I calculate that I have crossed I-80 in Pennsylvania, from the Delaware Water Gap to New Castle, about eighty times since I started driving. This past weekend, I saw a few things I’d never seen before.
One was a lineup of three or four police cars on the shoulder, all with their lights flashing, while, a few yards up the road, a couple embraced. (Had they just had a narrow escape?)
I was playing leapfrog with an army convoy: I’d pass them, then stop for coffee or gas, and they would get ahead of me on the road, so I’d pass them again. At one point, the convoy and I all got off at the same truck stop (I tried not to get behind them in line at the cash register), and I overheard one of the soldiers say into his cell phone, “I can crank it up and drive it, but it’s smoking like there’s no tomorrow.”

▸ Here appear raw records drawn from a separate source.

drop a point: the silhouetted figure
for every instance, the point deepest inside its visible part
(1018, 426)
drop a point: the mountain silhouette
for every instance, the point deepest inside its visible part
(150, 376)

At the same pit stop (at the sign of the giant percolator, Sapp Bros.), as I pulled off the ramp there was a van stopped at the curve, with a big plastic gas tank sitting next to it and a cardboard sign that said “Need Gas/Cash.” I stopped, thinking that I could at least drive them and their tank to the gas station and back. A man approached, and said someone had already given him gas. “We run outta cash,” he said. He and his family—he motioned to two large young people lolling near the car—were heading home to Virginia, and they had some seven hundred miles to go. I gave him twenty dollars, and said, “That’ll get you to your next pit stop, anyway.”
I filled my own tank, and as I was getting back on the highway I couldn’t help but notice that the man and his kids were still there, flagging down cars. Sap or Good Samaritan? I will never know, but the whole enterprise did have a Faulknerian flavor to it.
Then, on the way home, I was just pulling out of one of the official rest areas when a clean-cut young man, followed by a woman, waved me down. I thought he was going to tell me I’d left my wallet at the vending machines or something. “I’m really embarrassed,” he began, “but if you could spare a few dollars for gas ... We need about fifty or sixty dollars to get home." I already had my hand in my wallet and was giving him a twenty when he added, "Our parents will pay you back double.” His girlfriend, or sister, seemed very grateful.
It seemed odd that two such different kinds of people would have the same problem on opposite sides of I-80. I got to thinking: Who takes off on a trip without enough money for gas? I think I'm going to have to go with sap.